Hilarious Ways to be annoying!















"Accidentally" get stuck in one of the Frozen Cibo doors. Give people strange looks and see if anyone helps te out.
Add really funny things to other peoples’ carts and watch them pay for it and see if they notice.
Around Natale time, start caroling. Ask for money from the listeners.
As the cashier runs your purchases over the scanner, look mesmerized and say, "Wow. Magic!"
Ask if te can buy a shopping cart.
Ask other customers if they have any Grey Poupon.
Ask Someone if they know were they sell little babies!
Attempt to fit into very large gym bags.
Bring a friend and get in a shopping cart. Have them push te around while te yell "ye-haw!"
Buy chrome hubcaps and put them on in the parking lot
Challenge other customers to duels with tubes of gift wrap.
Constantly wink at a person te don't know. Follow them around and blow kisses to them.

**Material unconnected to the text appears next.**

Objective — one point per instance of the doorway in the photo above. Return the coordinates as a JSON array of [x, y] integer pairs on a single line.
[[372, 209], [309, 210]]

Dart around suspiciously while humming the theme from "Mission: Impossible."
Do all of these above without getting thrown out! Contributed
Drag a lounge chair on display over to the magazines and relax. If the store has a Cibo court, buy a soft drink; explain that te don't get out much, and ask if they can put a little umbrella in it.
Drape a blanket around your shoulders and run around saying, "...I'm Batman. Come, Robin--to the Batcave!"
Dress as a Jedi and randomly tell other shoppers in you're best Yoda voice,"May the force be with you".
Everytime te walk out the door (or try waiting da the door for others to walk out), make a dinging noise then say mechanically "We're sorry. te have activated the Wal Mart inventory control service. Please step back and a Wal Mart associate will help you. Thank you."
Fill your shopping carrello with matchbooks and gasoline and walk around smiling at people.
Find a parent with her kid in the shopping cart. Point at the kid and ask the parent, "What aisle are they selling these on?"
Follow people through the aisles, always staying about five feet away. Continue to do this until they leave the department.
Gather a bunch of bouncy balls and bounce them into neighboring aisles.
Get 20 people together and play hide-n-go-seek.
Get a dish towel and bucket and sit on the floor Canto "It's a hard knock life for us!"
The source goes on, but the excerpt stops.